そんなことをして遊んでいた俺の耳に、聞き慣れた澄んだ声が届く。途端に教室がざわついた。カツカツと近付いて来るヒールの音に恐る恐る体を起こすと、カラフルなワンピースの裾が揺れた。

「What's!?何やってんだよ、お前!」
「ホント悪い口!メーシーに言い付けてやるから!」

頬を抓みながら唇を尖らせているのは、我が家の痛い人物代表だ。俺の目がおかしくなっていなければ、目の前にバッチリメイクの母…と言うよりも、元トップモデルの「MARI」が居る。

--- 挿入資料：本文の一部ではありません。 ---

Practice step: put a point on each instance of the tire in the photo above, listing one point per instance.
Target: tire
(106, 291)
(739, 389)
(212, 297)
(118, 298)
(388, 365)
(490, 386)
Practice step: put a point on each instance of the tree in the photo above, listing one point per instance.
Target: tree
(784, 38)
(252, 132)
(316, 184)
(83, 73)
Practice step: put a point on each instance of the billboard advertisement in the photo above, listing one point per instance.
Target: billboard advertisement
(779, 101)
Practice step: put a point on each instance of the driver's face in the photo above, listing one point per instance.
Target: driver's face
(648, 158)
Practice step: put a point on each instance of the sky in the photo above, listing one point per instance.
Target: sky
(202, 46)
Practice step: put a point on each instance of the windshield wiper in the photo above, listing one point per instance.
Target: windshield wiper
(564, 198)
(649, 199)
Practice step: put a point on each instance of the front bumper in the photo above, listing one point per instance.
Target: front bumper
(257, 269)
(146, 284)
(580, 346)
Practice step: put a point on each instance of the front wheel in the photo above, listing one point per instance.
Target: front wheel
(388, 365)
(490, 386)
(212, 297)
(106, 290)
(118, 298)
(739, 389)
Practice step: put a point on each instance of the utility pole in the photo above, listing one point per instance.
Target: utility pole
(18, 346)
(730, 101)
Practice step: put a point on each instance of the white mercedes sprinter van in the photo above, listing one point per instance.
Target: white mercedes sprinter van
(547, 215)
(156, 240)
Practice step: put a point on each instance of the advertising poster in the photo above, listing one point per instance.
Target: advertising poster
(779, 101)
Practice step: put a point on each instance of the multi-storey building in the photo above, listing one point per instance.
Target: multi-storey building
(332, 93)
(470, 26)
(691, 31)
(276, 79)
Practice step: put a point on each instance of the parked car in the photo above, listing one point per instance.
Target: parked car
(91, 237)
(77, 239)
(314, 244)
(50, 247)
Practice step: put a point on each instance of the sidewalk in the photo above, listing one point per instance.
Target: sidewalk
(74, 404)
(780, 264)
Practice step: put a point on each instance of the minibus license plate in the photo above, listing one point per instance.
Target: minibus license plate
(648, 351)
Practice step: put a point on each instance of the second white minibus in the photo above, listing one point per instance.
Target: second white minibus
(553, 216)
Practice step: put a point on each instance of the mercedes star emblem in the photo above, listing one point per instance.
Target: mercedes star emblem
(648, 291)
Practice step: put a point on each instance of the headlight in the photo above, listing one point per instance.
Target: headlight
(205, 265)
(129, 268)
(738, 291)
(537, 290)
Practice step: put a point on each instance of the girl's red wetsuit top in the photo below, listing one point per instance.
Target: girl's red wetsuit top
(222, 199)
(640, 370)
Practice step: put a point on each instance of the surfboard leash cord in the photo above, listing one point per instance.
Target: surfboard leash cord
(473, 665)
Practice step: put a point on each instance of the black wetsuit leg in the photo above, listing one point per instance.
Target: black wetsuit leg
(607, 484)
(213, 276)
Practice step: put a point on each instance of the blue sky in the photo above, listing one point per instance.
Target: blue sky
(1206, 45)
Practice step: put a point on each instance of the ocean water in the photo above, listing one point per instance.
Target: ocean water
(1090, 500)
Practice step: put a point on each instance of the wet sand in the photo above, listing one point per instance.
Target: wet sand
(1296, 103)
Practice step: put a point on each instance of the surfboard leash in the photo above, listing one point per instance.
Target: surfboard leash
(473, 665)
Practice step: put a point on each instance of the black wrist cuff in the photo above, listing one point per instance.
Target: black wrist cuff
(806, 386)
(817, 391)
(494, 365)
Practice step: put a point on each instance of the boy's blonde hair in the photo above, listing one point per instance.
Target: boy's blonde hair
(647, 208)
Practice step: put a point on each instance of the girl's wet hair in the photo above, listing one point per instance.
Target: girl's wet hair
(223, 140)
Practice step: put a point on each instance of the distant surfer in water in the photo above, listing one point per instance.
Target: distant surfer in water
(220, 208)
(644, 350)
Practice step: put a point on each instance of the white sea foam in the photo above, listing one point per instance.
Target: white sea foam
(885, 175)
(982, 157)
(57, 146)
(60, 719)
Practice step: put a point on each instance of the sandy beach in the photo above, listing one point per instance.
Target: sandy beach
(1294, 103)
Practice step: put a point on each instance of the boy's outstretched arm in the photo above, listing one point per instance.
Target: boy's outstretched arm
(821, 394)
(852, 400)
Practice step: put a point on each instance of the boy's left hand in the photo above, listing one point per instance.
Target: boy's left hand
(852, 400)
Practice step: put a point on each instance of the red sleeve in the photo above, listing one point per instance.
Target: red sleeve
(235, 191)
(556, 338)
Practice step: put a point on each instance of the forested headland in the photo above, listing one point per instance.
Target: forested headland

「携帯忘れたから届けに来てあげたんでしょ。thank me」
「…thanks」
「not at all」

満足げに笑う母に、教室のざわめきが大きくなる。いたたまれないのは、息子である俺の方だ。騒がれている本人は、手を腰に当ててポーズを決めている。

「入って平気なのかよ」
「ん?佐野愛斗の母ですって言ったら、すんなり入れてくれたわよ?」
「ホントかよ…」

うちの母は誰に対しても強引だ。それは十二分に理解している。

でなければ、俺は今頃NYでスクールライフを満喫していることだろう。

「佐野君の…お母さん?」
「え?あぁ、うん」
「誰?」
「見ればわかるだろ?クラスメイトだよ」
「あっ、それもそうね。nice to meet you」
「初めまして。お母さん、綺麗な人ね」
「まぁ…一応元トップモデルだから」
「あら、正直な子」

お世辞だよ!と言いたいところだけれど、事実なので否定のしようがない。うちの母親は綺麗だ。それは認める。

が、


「相変わらず痛いねー、お前は。用が済んだらさっさと帰れー?」


俺を覗き込んでいた額を叩くと、ペシンと小気味良い音が鳴った。にも関わらず、母は何だか上機嫌だ。